Moreover, due to the nature of the Federal-State relationship under the
Clean Air Act, preparation of a flexibility analysis would constitute
Federal inquiry into the economic reasonableness of state action. The
Clean Air Act forbids EPA to base its actions concerning SIPs on such
grounds. Union Electric Co. v. U.S. EPA, 427 U.S. 246, 255-66 (1976);
42 U.S.C. 7410(a)(2).
F. Unfunded Mandates
Under section 202 of the Unfunded Mandates Reform Act of 1995
(``Unfunded Mandates Act''), signed into law on March 22, 1995, EPA
must prepare a budgetary impact statement to accompany any proposed or
final rule that includes a Federal mandate that may result in estimated
annual costs to State, local, or tribal governments in the aggregate;
or to private sector, of $100 million or more. Under section 205, EPA
must select the most cost-effective and least burdensome alternative
that achieves the objectives of the rule and is consistent with
statutory requirements. Section 203 requires EPA to establish a plan
for informing and advising any small governments that may be
significantly or uniquely impacted by the rule.
EPA has determined that the approval action promulgated does not
include a Federal mandate that may result in estimated annual costs of
$100 million or more to either State, local, or tribal governments in
the aggregate, or to the private sector. This Federal action approves
pre-existing requirements under State or local law, and imposes no new
requirements. Accordingly, no additional costs to State, local, or
tribal governments, or to the private sector, result from this action.
G. Submission to Congress and the Comptroller General
The Congressional Review Act, 5 U.S.C. 801 et seq., as added by the
Small Business Regulatory Enforcement Fairness Act of 1996, generally
provides that before a rule may take effect, the agency promulgating
the rule must submit a rule report, which includes a copy of the rule,
to each House of the Congress and to the Comptroller General of the
United States. EPA will submit a report containing this rule and other
required information to the U.S. Senate, the U.S. House of
Representatives, and the Comptroller General of the United States prior
to publication of the rule in the Federal Register. This rule is not a
``major rule'' as defined by 5 U.S.C. 804(2).

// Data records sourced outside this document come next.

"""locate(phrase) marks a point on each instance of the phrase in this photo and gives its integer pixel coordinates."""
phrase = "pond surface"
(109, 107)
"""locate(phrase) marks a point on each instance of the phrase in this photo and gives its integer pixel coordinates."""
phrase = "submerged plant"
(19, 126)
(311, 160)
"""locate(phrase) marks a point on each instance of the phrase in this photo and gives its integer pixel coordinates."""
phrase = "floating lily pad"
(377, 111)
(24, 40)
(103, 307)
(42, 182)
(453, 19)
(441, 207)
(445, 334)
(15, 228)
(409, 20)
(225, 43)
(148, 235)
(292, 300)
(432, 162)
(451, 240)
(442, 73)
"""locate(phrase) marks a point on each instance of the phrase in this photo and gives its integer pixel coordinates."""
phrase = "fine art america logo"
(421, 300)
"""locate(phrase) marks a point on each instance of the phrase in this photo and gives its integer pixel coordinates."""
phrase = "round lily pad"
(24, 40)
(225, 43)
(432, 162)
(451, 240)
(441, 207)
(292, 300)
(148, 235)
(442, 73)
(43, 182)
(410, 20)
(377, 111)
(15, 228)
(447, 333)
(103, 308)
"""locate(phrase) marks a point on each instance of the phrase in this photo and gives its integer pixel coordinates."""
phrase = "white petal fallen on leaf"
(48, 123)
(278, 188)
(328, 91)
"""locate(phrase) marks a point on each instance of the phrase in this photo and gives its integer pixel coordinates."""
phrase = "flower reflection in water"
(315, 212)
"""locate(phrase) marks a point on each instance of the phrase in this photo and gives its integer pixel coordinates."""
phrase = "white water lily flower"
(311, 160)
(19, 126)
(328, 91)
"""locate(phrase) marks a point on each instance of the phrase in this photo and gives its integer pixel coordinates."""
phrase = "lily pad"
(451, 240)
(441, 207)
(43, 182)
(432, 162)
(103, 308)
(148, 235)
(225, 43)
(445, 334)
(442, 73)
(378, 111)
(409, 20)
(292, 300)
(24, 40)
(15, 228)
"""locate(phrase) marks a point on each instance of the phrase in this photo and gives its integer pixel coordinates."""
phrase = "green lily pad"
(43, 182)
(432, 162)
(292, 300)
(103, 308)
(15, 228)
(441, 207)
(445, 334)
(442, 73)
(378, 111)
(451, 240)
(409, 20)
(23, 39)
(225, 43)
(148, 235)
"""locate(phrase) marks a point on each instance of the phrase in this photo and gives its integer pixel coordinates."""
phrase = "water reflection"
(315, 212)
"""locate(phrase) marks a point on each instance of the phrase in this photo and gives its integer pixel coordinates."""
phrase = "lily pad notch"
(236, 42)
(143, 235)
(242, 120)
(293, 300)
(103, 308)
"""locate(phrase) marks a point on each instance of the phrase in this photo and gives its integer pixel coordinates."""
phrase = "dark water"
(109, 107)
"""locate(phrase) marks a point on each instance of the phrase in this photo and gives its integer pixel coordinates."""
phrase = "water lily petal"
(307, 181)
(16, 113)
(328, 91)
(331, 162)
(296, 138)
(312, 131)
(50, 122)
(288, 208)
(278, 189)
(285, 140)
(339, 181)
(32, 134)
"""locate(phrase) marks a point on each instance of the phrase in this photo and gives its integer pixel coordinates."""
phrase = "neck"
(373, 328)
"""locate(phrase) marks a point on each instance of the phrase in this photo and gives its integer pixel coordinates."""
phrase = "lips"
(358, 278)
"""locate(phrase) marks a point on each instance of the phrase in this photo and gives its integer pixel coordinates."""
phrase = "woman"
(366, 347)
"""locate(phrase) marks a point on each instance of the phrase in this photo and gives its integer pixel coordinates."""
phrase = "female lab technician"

H. Petitions for Judicial Review
Under section 307(b)(1) of the Clean Air Act, petitions for
judicial review of this action to convert our conditional approval of
the District of Columbia's
[[Page 42602]]
15% plan to a full approval must be filed in the United States Court of
Appeals for the appropriate circuit by October 4, 1999. Filing a
petition for reconsideration by the Administrator of this final rule
does not affect the finality of this rule for the purposes of judicial
review nor does it extend the time within which a petition for judicial
review may be filed, and shall not postpone the effectiveness of such
rule or action. This action may not be challenged later in proceedings
to enforce its requirements. (See section 307(b)(2).)
List of Subjects in 40 CFR Part 52
Environmental protection, Air pollution control, Hydrocarbons,
Intergovernmental relations, Ozone.
Dated: July 23, 1999.
W. Michael McCabe,
Regional Administrator, Region III.
Chapter I, title 40, of the Code of Federal Regulations is amended
as follows:
PART 52--[AMENDED]
1. The authority citation for part 52 continues to read as follows:
Authority: 42 U.S.C. 7401-7671q.
Subpart J--District of Columbia
2. Section 52.476 is added to read as follows:
Sec. 52.476 Control strategy: ozone.
EPA approves as a revision to the District of Columbia State
Implementation Plan the 15 Percent Rate of Progress Plan for the
District of Columbia's portion of the Metropolitan Washington, D.C.
ozone nonattainment area, submitted by the Director of the District of
Columbia Department of Health on April 16, 1998.
Sec. 52.473 [Removed]
3. Section 52.473 is removed and reserved.